Le bilan de cent jours d’épidémie d’Ebola en RDC n’est pas favorable pour le moment. Le virus progresse plus vite que la réponse sanitaire. L’épidémie continue à s’étendre explique Jean Kaseya, directeur général d’Africa CDC, l’agence de santé de l’Union africaine.
« Vous savez, le 15 mai, quand nous avions déclaré cette épidémie, il y avait une seule province et deux zones touchées. À l’heure où nous parlons, nous avons six provinces touchées et près de 55 zones de santé. Donc, ça signifie que l’extension de l’épidémie est un problème.
Et ce qui explique cette progression fulgurante, c’est notamment le fait que la RDC était « habituée » à la souche Zaire du virus, et c’est la souche BoundiBouguio d’Ebola qui sévit aujourd’hui. L’épidémie a donc été constatée tardivement.
Une réponse financière « à la hauteur »
Mais la réponse de la communauté internationale en revanche, notamment sur le plan financier a été à la hauteur affirme le patron de l’Africa CDC. « Nous avons reçu des promesses pour 1 milliard de dollars. Je peux vous dire à l’heure actuelle, sur ce milliard de dollars, à Africa CDC, nous avons inventorié déjà près de 700 millions que les partenaires ont mis sur la table ».

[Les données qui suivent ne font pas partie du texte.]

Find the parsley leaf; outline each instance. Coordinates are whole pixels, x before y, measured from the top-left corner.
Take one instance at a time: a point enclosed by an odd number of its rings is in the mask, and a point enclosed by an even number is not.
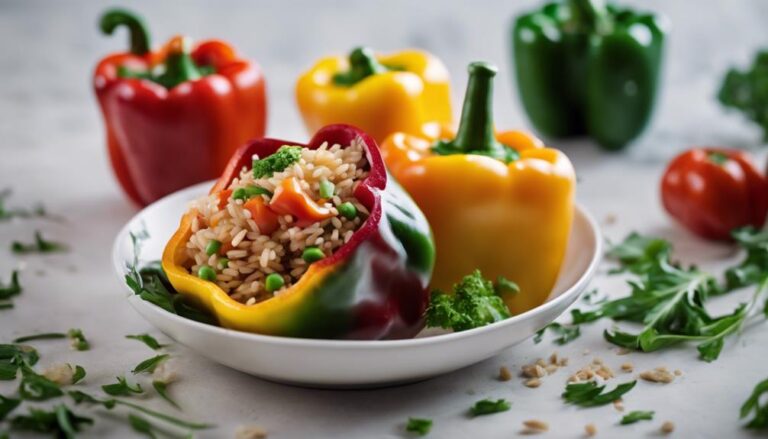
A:
[[[427,307],[427,326],[465,331],[510,317],[497,287],[500,284],[494,286],[480,270],[475,270],[453,286],[453,294],[433,291]]]
[[[639,333],[610,330],[604,332],[605,339],[643,352],[680,342],[698,342],[699,358],[704,361],[717,359],[724,338],[742,327],[754,314],[761,297],[768,292],[768,276],[749,304],[740,305],[730,314],[712,316],[704,303],[725,289],[708,273],[672,263],[671,250],[672,246],[665,240],[631,234],[609,252],[619,260],[619,271],[630,272],[635,277],[629,282],[630,296],[610,300],[591,311],[573,310],[573,323],[603,317],[642,323],[644,328]],[[754,259],[748,249],[747,260]],[[768,261],[768,257],[765,260]],[[763,273],[768,273],[768,265]]]
[[[154,337],[152,337],[149,334],[136,334],[136,335],[126,335],[125,338],[131,339],[131,340],[138,340],[150,349],[156,351],[158,349],[164,348],[166,345],[160,344]]]
[[[91,344],[85,339],[85,335],[80,329],[70,329],[67,331],[67,337],[72,340],[72,347],[78,351],[87,351],[91,348]]]
[[[271,177],[281,172],[301,158],[300,146],[283,145],[274,154],[253,161],[253,178]]]
[[[469,409],[469,414],[472,416],[490,415],[493,413],[506,412],[510,408],[512,408],[512,404],[506,399],[498,399],[496,401],[483,399],[477,401],[475,405]]]
[[[650,421],[653,419],[653,411],[635,410],[627,413],[621,418],[621,425],[634,424],[637,421]]]
[[[159,366],[160,363],[167,360],[168,357],[170,357],[170,355],[162,354],[162,355],[156,355],[152,358],[147,358],[146,360],[137,364],[136,367],[133,368],[131,373],[133,373],[134,375],[142,372],[152,373],[155,371],[155,368]]]
[[[553,341],[555,342],[555,344],[560,346],[564,344],[568,344],[573,340],[576,340],[581,335],[581,330],[579,329],[578,326],[566,326],[557,322],[553,322],[539,329],[536,332],[536,335],[533,336],[533,342],[536,344],[541,343],[542,338],[544,338],[544,332],[546,332],[547,329],[559,335],[559,337],[557,337]]]
[[[58,242],[45,240],[40,231],[37,230],[35,231],[35,242],[32,244],[25,244],[19,241],[14,241],[11,244],[11,251],[16,254],[56,253],[67,251],[67,246]]]
[[[760,404],[763,394],[768,394],[768,379],[759,382],[752,394],[741,406],[739,417],[746,418],[752,413],[752,419],[747,423],[747,428],[768,429],[768,402]]]
[[[53,433],[56,437],[66,439],[74,439],[85,424],[93,424],[93,419],[76,415],[63,404],[57,405],[52,411],[30,408],[29,415],[11,419],[11,427],[16,430]]]
[[[117,382],[113,384],[105,384],[101,386],[101,389],[107,395],[112,396],[131,396],[136,393],[144,393],[141,388],[141,384],[136,383],[136,386],[131,387],[125,377],[117,377]]]
[[[419,436],[426,436],[432,429],[432,420],[424,418],[408,418],[405,425],[405,431],[416,433]]]
[[[605,386],[599,386],[594,381],[571,383],[565,387],[562,397],[566,402],[581,407],[596,407],[616,401],[622,395],[632,390],[635,384],[637,384],[637,381],[619,384],[610,392],[603,393]]]
[[[0,421],[14,411],[19,404],[21,404],[20,399],[6,398],[5,396],[0,395]]]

De l’argent qu’il faut ensuite orienter vers les acteurs de terrain, les ONG notamment. Quant à la gestion de ces fonds, Jean Kaseya met le gouvernement de RDC face à ses responsabilités. « Ce n’est pas le boulot d’Africa CDC, c’est le boulot du ministre et de son équipe de faire asseoir tous ces partenaires pour savoir où est-ce qu’ils mettent les ressources. Et comme je le dis toujours, un gouvernement ne se plaint pas, un gouvernement agit ».

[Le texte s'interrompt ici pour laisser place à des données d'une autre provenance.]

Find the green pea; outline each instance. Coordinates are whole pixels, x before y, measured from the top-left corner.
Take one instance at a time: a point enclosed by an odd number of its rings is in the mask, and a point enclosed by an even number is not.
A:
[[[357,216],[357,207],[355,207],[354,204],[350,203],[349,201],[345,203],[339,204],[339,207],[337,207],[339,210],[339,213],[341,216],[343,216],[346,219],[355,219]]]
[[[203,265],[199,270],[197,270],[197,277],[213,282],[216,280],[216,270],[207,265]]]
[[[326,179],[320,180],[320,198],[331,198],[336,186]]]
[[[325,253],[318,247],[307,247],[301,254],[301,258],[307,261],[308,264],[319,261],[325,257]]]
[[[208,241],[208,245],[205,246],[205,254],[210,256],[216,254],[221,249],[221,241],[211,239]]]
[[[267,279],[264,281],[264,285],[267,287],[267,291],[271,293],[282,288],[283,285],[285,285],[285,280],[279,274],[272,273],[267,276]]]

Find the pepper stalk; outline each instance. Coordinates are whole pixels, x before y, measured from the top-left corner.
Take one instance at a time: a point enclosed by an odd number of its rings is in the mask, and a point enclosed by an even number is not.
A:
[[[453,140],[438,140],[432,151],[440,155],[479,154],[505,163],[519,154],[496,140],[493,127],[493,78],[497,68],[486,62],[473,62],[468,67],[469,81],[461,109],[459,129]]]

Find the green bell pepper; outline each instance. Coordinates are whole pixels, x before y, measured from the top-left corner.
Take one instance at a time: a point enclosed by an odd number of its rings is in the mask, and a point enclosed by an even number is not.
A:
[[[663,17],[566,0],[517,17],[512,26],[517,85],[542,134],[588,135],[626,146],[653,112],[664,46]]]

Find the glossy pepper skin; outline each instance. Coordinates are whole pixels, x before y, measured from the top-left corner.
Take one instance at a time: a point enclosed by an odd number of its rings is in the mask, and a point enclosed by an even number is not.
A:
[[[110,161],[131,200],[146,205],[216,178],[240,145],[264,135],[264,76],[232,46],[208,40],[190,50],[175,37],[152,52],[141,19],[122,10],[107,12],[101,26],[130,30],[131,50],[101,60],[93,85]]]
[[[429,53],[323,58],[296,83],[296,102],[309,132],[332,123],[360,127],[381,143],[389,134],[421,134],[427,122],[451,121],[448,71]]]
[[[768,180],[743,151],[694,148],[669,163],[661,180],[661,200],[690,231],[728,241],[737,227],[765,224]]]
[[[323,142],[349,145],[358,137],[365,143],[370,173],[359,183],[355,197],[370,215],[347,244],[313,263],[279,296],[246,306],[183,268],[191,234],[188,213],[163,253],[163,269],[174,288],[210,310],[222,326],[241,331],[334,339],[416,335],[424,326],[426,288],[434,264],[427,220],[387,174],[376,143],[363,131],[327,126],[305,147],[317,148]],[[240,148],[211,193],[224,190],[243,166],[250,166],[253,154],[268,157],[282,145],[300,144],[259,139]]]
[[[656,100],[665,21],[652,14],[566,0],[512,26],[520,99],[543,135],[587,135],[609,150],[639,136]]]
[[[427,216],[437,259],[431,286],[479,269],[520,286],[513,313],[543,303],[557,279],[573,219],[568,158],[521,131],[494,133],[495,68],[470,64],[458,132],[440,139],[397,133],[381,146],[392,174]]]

Le message est clair, mais naturellement, le gouvernement congolais et l’Africa CDC ne sont pas seuls. Ils sont épaulés dans cette riposte par l’Organisation mondiale de la santé (OMS). Son patron Tedros Adhanom Ghebreyesus affirmait d’ailleurs ce 22 août sur X que tous les acteurs doivent en faire davantage pour éradiquer cette épidémie.